I’m thrilled to announce that Work Songs is coming out on New Amsterdam Records.
I’m grateful to many people for helping Work Songs along its winding journey, but most of all I’d like to thank the people who play on the album, and for whom the piece was written: Becca Stevens, Gabriel Kahane, Ted Hearne, Nathan Koci, and Taylor Levine. Alex Venguer mixed the album, and the cover was drawn by Pixar’s own Harley Jessup.
Here’s the liner note I wrote about the piece:
Artists’ working habits have always fascinated me—Matisse sculpting in bed, Charles Ives’s Bach-ian eye-openers, Alice Munro’s strict quotas (very useful)—not so much for the insight they provide into the actual work, but more as an idealized template for how to organize one’s life.
The Work Songs project began to form eight years ago, in the spring of 2011. I had wanted to make something having to do with American song traditions. One of the first musical “scores” I encountered in my childhood was the Fireside Book of Folk Songs (a 1940’s edition, I think, with beautiful spot-color illustrations) which my parents owned. There are many work songs in the Fireside anthology, mostly about different kinds of manual labor. I gradually formed the idea to write a kind of artist-centric set of work songs, using similarly straight-backed, aphoristic texts. Some are songs of hardship and complaint, while others are meant to provide comfort, empathy, or possible solutions to problems. But they all, in some way, attempt to address existential questions—what do “artists” do, exactly, and how should we exist in the world?

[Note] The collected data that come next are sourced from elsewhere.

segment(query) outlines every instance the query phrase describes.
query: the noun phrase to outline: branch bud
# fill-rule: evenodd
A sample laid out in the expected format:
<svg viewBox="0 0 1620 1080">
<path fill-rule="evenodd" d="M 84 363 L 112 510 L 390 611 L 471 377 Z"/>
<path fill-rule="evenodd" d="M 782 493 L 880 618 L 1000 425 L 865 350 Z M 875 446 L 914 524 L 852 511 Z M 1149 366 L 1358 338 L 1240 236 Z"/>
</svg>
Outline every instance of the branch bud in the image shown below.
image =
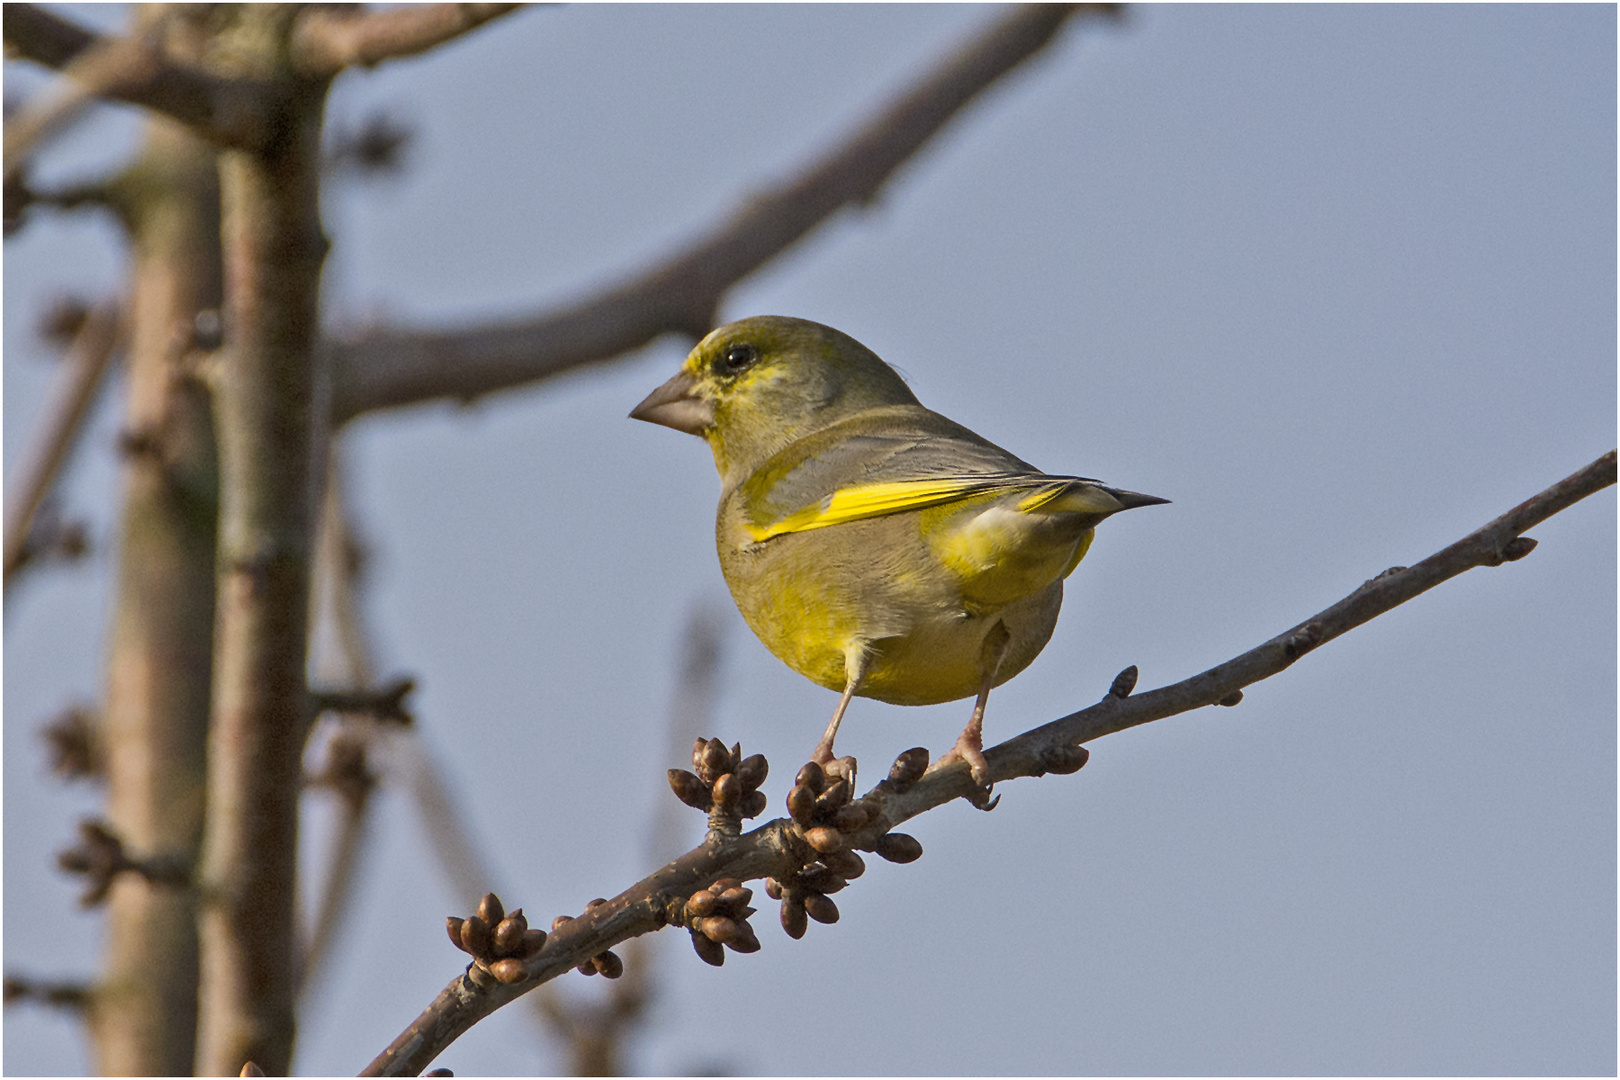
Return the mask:
<svg viewBox="0 0 1620 1080">
<path fill-rule="evenodd" d="M 816 792 L 809 784 L 800 782 L 787 793 L 788 814 L 800 825 L 809 825 L 816 808 Z"/>
<path fill-rule="evenodd" d="M 742 784 L 744 791 L 755 791 L 765 782 L 770 771 L 771 766 L 765 760 L 765 755 L 754 754 L 737 766 L 737 782 Z"/>
<path fill-rule="evenodd" d="M 724 915 L 710 915 L 706 919 L 699 919 L 692 924 L 698 932 L 710 941 L 721 943 L 730 941 L 737 934 L 737 923 Z"/>
<path fill-rule="evenodd" d="M 813 829 L 804 830 L 804 839 L 811 847 L 823 854 L 829 851 L 837 851 L 844 846 L 843 834 L 827 825 L 817 825 Z"/>
<path fill-rule="evenodd" d="M 721 774 L 730 771 L 731 755 L 726 751 L 726 744 L 719 739 L 710 739 L 703 746 L 703 756 L 698 762 L 698 776 L 712 784 L 720 779 Z"/>
<path fill-rule="evenodd" d="M 821 862 L 827 869 L 846 881 L 854 881 L 866 873 L 866 860 L 848 848 L 839 851 L 822 852 Z"/>
<path fill-rule="evenodd" d="M 523 961 L 511 956 L 489 965 L 489 973 L 508 985 L 520 983 L 529 977 L 529 969 L 523 966 Z"/>
<path fill-rule="evenodd" d="M 796 896 L 788 897 L 782 901 L 782 929 L 794 941 L 804 937 L 804 932 L 810 928 L 810 917 L 805 914 L 804 901 Z"/>
<path fill-rule="evenodd" d="M 816 796 L 816 816 L 831 817 L 840 806 L 849 802 L 849 781 L 839 777 L 827 785 L 827 790 Z"/>
<path fill-rule="evenodd" d="M 822 789 L 827 786 L 827 774 L 822 771 L 820 765 L 813 761 L 807 761 L 804 763 L 804 768 L 799 770 L 799 775 L 793 778 L 793 782 L 794 784 L 802 784 L 809 788 L 812 794 L 819 795 Z"/>
<path fill-rule="evenodd" d="M 928 751 L 921 746 L 913 746 L 910 750 L 894 759 L 889 767 L 889 783 L 894 790 L 905 794 L 922 779 L 923 773 L 928 771 Z"/>
<path fill-rule="evenodd" d="M 701 889 L 698 892 L 693 893 L 691 896 L 686 898 L 687 925 L 691 925 L 690 920 L 692 919 L 701 919 L 705 916 L 713 915 L 715 913 L 715 909 L 717 909 L 719 906 L 719 897 L 715 896 L 714 893 L 710 892 L 708 889 Z"/>
<path fill-rule="evenodd" d="M 523 945 L 523 935 L 528 932 L 529 922 L 523 917 L 523 912 L 513 912 L 495 925 L 495 952 L 499 956 L 515 956 Z M 494 970 L 493 968 L 491 970 Z M 495 976 L 497 979 L 500 975 Z M 504 981 L 504 980 L 503 980 Z"/>
<path fill-rule="evenodd" d="M 908 863 L 922 858 L 923 847 L 915 836 L 892 832 L 878 837 L 872 851 L 892 863 Z"/>
<path fill-rule="evenodd" d="M 805 893 L 804 912 L 818 923 L 829 926 L 838 921 L 838 905 L 832 898 L 818 892 Z"/>
<path fill-rule="evenodd" d="M 669 770 L 669 786 L 677 799 L 694 810 L 707 811 L 713 801 L 709 785 L 685 769 Z"/>
<path fill-rule="evenodd" d="M 832 817 L 833 828 L 839 832 L 854 832 L 856 829 L 864 828 L 866 823 L 877 817 L 880 812 L 872 803 L 857 799 L 838 808 L 838 812 Z"/>
<path fill-rule="evenodd" d="M 1130 697 L 1131 691 L 1136 689 L 1136 678 L 1136 665 L 1132 664 L 1130 667 L 1114 676 L 1113 685 L 1108 688 L 1108 696 L 1117 698 Z"/>
<path fill-rule="evenodd" d="M 750 791 L 742 797 L 742 802 L 737 806 L 737 812 L 745 818 L 759 817 L 770 804 L 770 799 L 765 797 L 763 791 Z"/>
<path fill-rule="evenodd" d="M 479 905 L 482 907 L 483 905 Z M 490 954 L 490 946 L 494 940 L 490 934 L 489 923 L 474 915 L 461 924 L 461 948 L 463 952 L 482 959 Z"/>
<path fill-rule="evenodd" d="M 748 906 L 748 901 L 754 898 L 754 890 L 741 885 L 733 885 L 719 896 L 720 906 L 727 911 L 737 912 Z"/>
<path fill-rule="evenodd" d="M 812 866 L 808 870 L 800 871 L 799 884 L 811 892 L 831 894 L 838 892 L 849 882 L 824 866 Z"/>
<path fill-rule="evenodd" d="M 714 782 L 714 805 L 721 813 L 734 814 L 737 811 L 737 801 L 742 798 L 742 783 L 737 779 L 736 773 L 723 773 L 720 779 Z"/>
<path fill-rule="evenodd" d="M 697 950 L 698 959 L 705 964 L 719 967 L 726 962 L 725 948 L 718 941 L 712 940 L 696 929 L 692 931 L 692 948 Z"/>
</svg>

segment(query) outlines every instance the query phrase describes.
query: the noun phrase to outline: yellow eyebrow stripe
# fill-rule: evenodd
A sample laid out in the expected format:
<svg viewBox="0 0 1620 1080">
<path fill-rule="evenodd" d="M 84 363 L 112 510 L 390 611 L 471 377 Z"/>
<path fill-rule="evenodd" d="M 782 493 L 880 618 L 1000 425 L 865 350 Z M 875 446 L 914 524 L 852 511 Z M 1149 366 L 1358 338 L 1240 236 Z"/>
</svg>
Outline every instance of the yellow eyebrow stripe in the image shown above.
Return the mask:
<svg viewBox="0 0 1620 1080">
<path fill-rule="evenodd" d="M 749 535 L 756 542 L 784 533 L 807 532 L 845 521 L 882 517 L 906 510 L 922 510 L 942 503 L 971 498 L 987 491 L 1005 491 L 1006 480 L 902 480 L 888 484 L 867 484 L 841 488 L 819 503 L 795 510 L 769 525 L 750 525 Z M 1047 496 L 1051 498 L 1052 496 Z M 1044 501 L 1044 500 L 1043 500 Z M 1020 507 L 1023 509 L 1023 507 Z"/>
</svg>

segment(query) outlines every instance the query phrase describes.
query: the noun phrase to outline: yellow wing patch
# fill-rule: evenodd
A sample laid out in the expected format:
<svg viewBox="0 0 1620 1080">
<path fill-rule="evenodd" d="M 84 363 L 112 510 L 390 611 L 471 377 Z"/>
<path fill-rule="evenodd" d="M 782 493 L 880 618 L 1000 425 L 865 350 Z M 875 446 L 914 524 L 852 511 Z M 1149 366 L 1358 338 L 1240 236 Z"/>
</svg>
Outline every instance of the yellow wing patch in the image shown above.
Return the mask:
<svg viewBox="0 0 1620 1080">
<path fill-rule="evenodd" d="M 756 542 L 769 540 L 783 533 L 807 532 L 845 521 L 882 517 L 907 510 L 923 510 L 930 506 L 969 499 L 991 491 L 1006 491 L 1020 486 L 1006 479 L 930 479 L 901 480 L 887 484 L 866 484 L 841 488 L 818 503 L 795 510 L 780 521 L 768 525 L 749 525 L 748 532 Z M 1048 496 L 1048 499 L 1055 497 Z M 1019 509 L 1023 509 L 1022 506 Z"/>
</svg>

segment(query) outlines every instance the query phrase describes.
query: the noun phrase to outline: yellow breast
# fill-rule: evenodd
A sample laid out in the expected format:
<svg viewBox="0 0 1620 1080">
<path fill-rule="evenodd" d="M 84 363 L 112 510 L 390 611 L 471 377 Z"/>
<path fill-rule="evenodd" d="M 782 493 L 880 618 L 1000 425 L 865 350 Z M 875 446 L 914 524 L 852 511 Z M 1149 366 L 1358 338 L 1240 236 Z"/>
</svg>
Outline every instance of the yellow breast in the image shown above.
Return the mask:
<svg viewBox="0 0 1620 1080">
<path fill-rule="evenodd" d="M 942 558 L 924 536 L 941 524 L 929 513 L 847 521 L 756 542 L 740 512 L 722 503 L 720 565 L 749 627 L 806 678 L 842 690 L 848 657 L 864 649 L 861 696 L 901 705 L 954 701 L 977 693 L 981 645 L 997 619 L 1012 634 L 998 684 L 1040 653 L 1057 622 L 1074 545 L 1062 559 L 1044 557 L 1052 564 L 1044 580 L 1030 567 L 1010 565 L 964 573 L 974 544 L 984 543 L 969 537 L 955 545 L 961 554 Z M 1021 583 L 1034 587 L 1020 592 Z"/>
</svg>

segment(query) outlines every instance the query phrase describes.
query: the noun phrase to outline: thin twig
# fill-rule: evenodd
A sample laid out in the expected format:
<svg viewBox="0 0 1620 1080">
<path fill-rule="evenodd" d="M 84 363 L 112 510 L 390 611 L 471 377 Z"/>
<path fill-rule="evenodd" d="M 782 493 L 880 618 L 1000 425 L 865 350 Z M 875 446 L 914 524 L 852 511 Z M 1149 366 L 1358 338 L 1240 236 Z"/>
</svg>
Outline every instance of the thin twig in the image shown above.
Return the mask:
<svg viewBox="0 0 1620 1080">
<path fill-rule="evenodd" d="M 1528 555 L 1523 533 L 1586 496 L 1615 483 L 1615 452 L 1566 477 L 1455 544 L 1412 567 L 1396 567 L 1345 599 L 1224 664 L 1171 686 L 1130 697 L 1132 679 L 1116 679 L 1096 705 L 1027 731 L 985 752 L 996 781 L 1069 773 L 1084 763 L 1081 743 L 1205 705 L 1235 705 L 1241 690 L 1284 670 L 1306 652 L 1476 566 L 1499 566 Z M 904 792 L 879 784 L 865 798 L 879 815 L 844 836 L 870 850 L 895 825 L 957 798 L 980 795 L 965 764 L 928 772 Z M 536 986 L 605 949 L 669 924 L 670 912 L 698 889 L 724 878 L 789 878 L 815 856 L 790 819 L 777 819 L 731 839 L 711 832 L 703 844 L 605 904 L 563 924 L 525 961 L 528 978 L 505 983 L 458 976 L 405 1032 L 366 1067 L 363 1076 L 414 1075 L 479 1020 Z"/>
<path fill-rule="evenodd" d="M 701 337 L 727 290 L 841 207 L 869 203 L 901 165 L 1079 11 L 1031 5 L 1001 16 L 796 179 L 745 198 L 696 242 L 606 292 L 509 323 L 380 329 L 334 343 L 333 420 L 497 390 L 610 360 L 666 333 Z"/>
<path fill-rule="evenodd" d="M 323 611 L 328 613 L 337 631 L 332 665 L 335 670 L 326 671 L 323 678 L 342 686 L 365 687 L 371 685 L 374 667 L 355 610 L 355 567 L 349 558 L 353 543 L 343 496 L 340 445 L 334 441 L 328 452 L 326 494 L 316 534 L 315 601 L 310 605 L 310 638 L 318 637 L 315 624 L 319 623 Z M 365 833 L 373 790 L 371 785 L 358 785 L 354 788 L 354 797 L 338 800 L 341 818 L 337 836 L 329 849 L 326 872 L 316 879 L 320 882 L 320 892 L 310 919 L 308 938 L 300 950 L 300 1003 L 307 1000 L 309 988 L 330 958 L 332 942 L 349 909 L 359 864 L 360 838 Z"/>
<path fill-rule="evenodd" d="M 329 79 L 347 67 L 415 56 L 475 30 L 521 4 L 407 4 L 353 11 L 314 7 L 293 31 L 293 62 Z"/>
<path fill-rule="evenodd" d="M 37 1001 L 57 1009 L 83 1013 L 95 1000 L 95 991 L 79 982 L 48 982 L 25 975 L 7 975 L 5 1003 L 9 1008 L 19 1001 Z"/>
<path fill-rule="evenodd" d="M 23 564 L 34 517 L 83 430 L 118 344 L 119 325 L 119 305 L 110 301 L 96 305 L 62 358 L 62 373 L 45 408 L 39 435 L 7 484 L 10 498 L 6 500 L 4 576 L 0 579 L 4 585 L 11 584 L 12 575 Z"/>
</svg>

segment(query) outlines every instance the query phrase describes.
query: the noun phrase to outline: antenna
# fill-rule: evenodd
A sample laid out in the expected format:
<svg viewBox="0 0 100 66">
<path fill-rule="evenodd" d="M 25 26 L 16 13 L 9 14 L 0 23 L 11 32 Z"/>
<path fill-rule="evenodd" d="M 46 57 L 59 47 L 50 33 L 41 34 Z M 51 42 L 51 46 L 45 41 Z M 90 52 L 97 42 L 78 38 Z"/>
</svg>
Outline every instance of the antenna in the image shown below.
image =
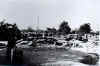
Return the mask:
<svg viewBox="0 0 100 66">
<path fill-rule="evenodd" d="M 39 30 L 39 16 L 37 16 L 37 30 Z"/>
</svg>

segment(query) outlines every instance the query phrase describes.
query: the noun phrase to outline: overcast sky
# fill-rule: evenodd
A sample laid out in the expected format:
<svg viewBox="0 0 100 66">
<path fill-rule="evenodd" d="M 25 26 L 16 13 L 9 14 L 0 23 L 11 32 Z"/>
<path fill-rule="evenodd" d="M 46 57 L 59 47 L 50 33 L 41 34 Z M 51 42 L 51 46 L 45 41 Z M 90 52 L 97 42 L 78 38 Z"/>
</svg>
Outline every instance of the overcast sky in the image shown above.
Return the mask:
<svg viewBox="0 0 100 66">
<path fill-rule="evenodd" d="M 0 0 L 0 19 L 17 23 L 20 29 L 56 27 L 66 20 L 72 29 L 91 23 L 100 28 L 100 0 Z"/>
</svg>

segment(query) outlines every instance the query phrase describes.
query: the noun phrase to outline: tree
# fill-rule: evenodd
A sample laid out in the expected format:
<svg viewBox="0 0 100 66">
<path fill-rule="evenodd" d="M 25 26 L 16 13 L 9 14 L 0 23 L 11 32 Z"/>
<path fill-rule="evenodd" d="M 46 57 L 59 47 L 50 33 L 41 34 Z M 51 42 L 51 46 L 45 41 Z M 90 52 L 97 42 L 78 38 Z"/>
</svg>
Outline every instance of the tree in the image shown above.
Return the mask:
<svg viewBox="0 0 100 66">
<path fill-rule="evenodd" d="M 28 27 L 27 29 L 23 29 L 22 32 L 34 32 L 34 29 Z"/>
<path fill-rule="evenodd" d="M 28 28 L 27 28 L 27 31 L 28 31 L 28 32 L 33 32 L 34 30 L 33 30 L 31 27 L 28 27 Z"/>
<path fill-rule="evenodd" d="M 49 28 L 49 27 L 47 28 L 46 31 L 49 32 L 49 33 L 52 33 L 53 35 L 55 35 L 56 32 L 57 32 L 56 28 Z"/>
<path fill-rule="evenodd" d="M 60 26 L 59 26 L 59 33 L 60 34 L 63 34 L 63 35 L 66 35 L 66 34 L 69 34 L 70 31 L 71 31 L 71 28 L 70 26 L 68 25 L 68 22 L 66 21 L 63 21 Z"/>
<path fill-rule="evenodd" d="M 0 22 L 0 40 L 9 41 L 10 39 L 16 37 L 16 40 L 22 38 L 21 31 L 16 24 L 8 24 Z"/>
<path fill-rule="evenodd" d="M 91 32 L 91 26 L 90 23 L 85 23 L 80 26 L 79 28 L 80 33 L 90 33 Z"/>
</svg>

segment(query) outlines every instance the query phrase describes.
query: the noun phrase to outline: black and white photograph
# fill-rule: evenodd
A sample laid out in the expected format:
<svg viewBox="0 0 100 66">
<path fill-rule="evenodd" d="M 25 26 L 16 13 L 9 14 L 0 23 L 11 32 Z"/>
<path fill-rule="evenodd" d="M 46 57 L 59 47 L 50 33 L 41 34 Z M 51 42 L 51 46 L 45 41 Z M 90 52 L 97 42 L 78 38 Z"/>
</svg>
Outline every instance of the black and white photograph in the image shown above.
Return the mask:
<svg viewBox="0 0 100 66">
<path fill-rule="evenodd" d="M 0 66 L 100 66 L 100 0 L 0 0 Z"/>
</svg>

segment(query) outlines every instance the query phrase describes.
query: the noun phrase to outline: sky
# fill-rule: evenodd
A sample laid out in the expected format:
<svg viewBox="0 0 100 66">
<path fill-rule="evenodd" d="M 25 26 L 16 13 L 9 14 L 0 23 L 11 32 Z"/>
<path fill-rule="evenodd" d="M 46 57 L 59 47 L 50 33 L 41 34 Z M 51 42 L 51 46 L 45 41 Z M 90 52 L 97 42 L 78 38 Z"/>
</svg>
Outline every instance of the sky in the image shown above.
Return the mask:
<svg viewBox="0 0 100 66">
<path fill-rule="evenodd" d="M 100 30 L 100 0 L 0 0 L 3 19 L 20 29 L 36 29 L 37 25 L 39 29 L 58 29 L 65 20 L 72 29 L 90 23 L 93 30 Z"/>
</svg>

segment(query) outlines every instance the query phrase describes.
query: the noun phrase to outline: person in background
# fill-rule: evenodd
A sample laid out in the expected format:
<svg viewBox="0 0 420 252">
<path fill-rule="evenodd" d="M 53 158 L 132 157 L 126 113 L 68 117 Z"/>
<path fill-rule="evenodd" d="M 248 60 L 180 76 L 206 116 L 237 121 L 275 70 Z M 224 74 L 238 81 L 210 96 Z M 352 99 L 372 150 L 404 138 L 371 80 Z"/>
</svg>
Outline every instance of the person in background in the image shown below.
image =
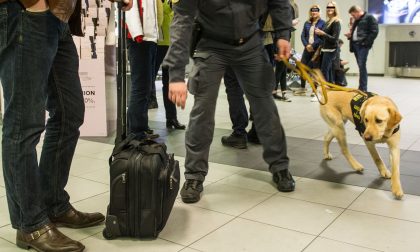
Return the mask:
<svg viewBox="0 0 420 252">
<path fill-rule="evenodd" d="M 170 33 L 169 33 L 169 26 L 171 25 L 172 18 L 174 16 L 174 12 L 172 11 L 172 3 L 171 0 L 161 0 L 163 4 L 163 21 L 162 21 L 162 40 L 158 41 L 157 47 L 157 55 L 156 55 L 156 65 L 155 65 L 155 73 L 153 78 L 153 87 L 155 86 L 156 76 L 158 74 L 160 65 L 162 64 L 163 59 L 166 56 L 166 53 L 169 49 L 170 44 Z M 165 106 L 165 115 L 166 115 L 166 127 L 167 128 L 174 128 L 174 129 L 185 129 L 185 125 L 181 124 L 177 118 L 176 106 L 173 102 L 169 100 L 168 97 L 169 91 L 169 72 L 168 68 L 162 67 L 162 92 L 163 92 L 163 104 Z M 156 88 L 152 88 L 152 92 L 154 92 L 154 99 L 156 99 Z M 152 95 L 153 97 L 153 95 Z M 151 98 L 149 103 L 153 102 L 153 98 Z M 154 101 L 157 107 L 157 101 Z"/>
<path fill-rule="evenodd" d="M 349 62 L 346 60 L 341 59 L 341 47 L 343 46 L 344 41 L 339 39 L 338 40 L 338 48 L 337 48 L 337 55 L 334 60 L 334 74 L 335 74 L 335 84 L 340 86 L 347 86 L 347 79 L 346 79 L 346 72 L 349 70 L 349 68 L 346 68 L 345 65 L 347 65 Z"/>
<path fill-rule="evenodd" d="M 354 5 L 349 9 L 349 14 L 354 22 L 350 32 L 345 36 L 350 40 L 350 52 L 356 56 L 357 66 L 359 67 L 359 89 L 367 91 L 368 73 L 366 68 L 369 50 L 378 36 L 378 22 L 375 17 L 366 13 L 360 6 Z"/>
<path fill-rule="evenodd" d="M 162 21 L 161 0 L 133 0 L 133 8 L 126 13 L 131 70 L 131 93 L 127 110 L 128 133 L 135 134 L 137 139 L 159 137 L 149 128 L 147 113 Z"/>
<path fill-rule="evenodd" d="M 246 110 L 244 91 L 236 78 L 235 72 L 228 67 L 223 76 L 227 100 L 229 103 L 229 116 L 233 132 L 222 137 L 225 146 L 246 149 L 248 147 L 246 127 L 248 127 L 248 111 Z M 251 139 L 252 140 L 252 139 Z"/>
<path fill-rule="evenodd" d="M 341 24 L 337 3 L 328 2 L 327 22 L 323 29 L 315 28 L 315 34 L 322 39 L 321 72 L 328 82 L 334 82 L 333 62 L 337 54 L 340 31 Z"/>
<path fill-rule="evenodd" d="M 301 62 L 310 68 L 319 68 L 318 64 L 312 61 L 315 52 L 318 50 L 318 47 L 321 45 L 321 38 L 315 34 L 315 29 L 323 29 L 325 21 L 321 19 L 321 8 L 319 5 L 314 4 L 309 9 L 309 19 L 303 25 L 303 30 L 301 33 L 301 40 L 304 46 L 302 53 Z M 300 88 L 296 90 L 294 95 L 306 95 L 306 81 L 301 79 Z M 311 94 L 313 95 L 313 94 Z"/>
</svg>

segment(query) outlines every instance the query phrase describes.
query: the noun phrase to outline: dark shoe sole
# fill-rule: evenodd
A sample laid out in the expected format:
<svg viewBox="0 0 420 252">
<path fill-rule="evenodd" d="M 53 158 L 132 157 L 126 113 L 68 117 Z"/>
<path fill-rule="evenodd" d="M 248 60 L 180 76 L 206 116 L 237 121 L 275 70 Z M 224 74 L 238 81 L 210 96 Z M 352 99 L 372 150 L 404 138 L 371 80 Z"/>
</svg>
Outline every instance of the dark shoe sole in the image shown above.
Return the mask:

Unlike a typical commission, Work Songs is a piece I wanted to write, for a specific group of friends and collaborators: Becca Stevens, Gabriel Kahane, Ted Hearne, and Nathan Koci. Becca, Gabriel, and Ted sing, as well as help play whatever instruments are at hand—a hodgepodge of guitars and keyboards—with Nathan and me on accordion and piano. The indispensable guitarist Taylor Levine joined the band further down the line. Since I wrote Work Songs for specific people, I was able to tailor each song to their particular individual strengths. The piece feels like a team effort in this regard, which is appropriate, since these fellow artists not only inspire me with their work, but help me find answers to those existential questions.
By way of introduction, “Art”: Melville lists the contradictions inherent in its creation (always comforting to think, when frustration arises, that Herman Melville felt it too). “Unemployment” describes a musician so burnt-out—artistically, emotionally, financially—that he is unable to hear the music anymore. “To Whom it May Concern” gives playful voice to a familiar feeling: that the grass is greener on the other side of the Atlantic (ah, for that progressive, democratic-socialist, Scandinavian grass). “Poet’s Work” is about whittling something down to its essence—a poem pared down to an aphorism, set over a slowly contracting musical process. And finally, Woody Guthrie’s list of new year’s resolutions— “Rulin’s”, he calls them—are as good and simple advice as anything I’ve read. Write a song a day. Learn people better. Change bedclothes often.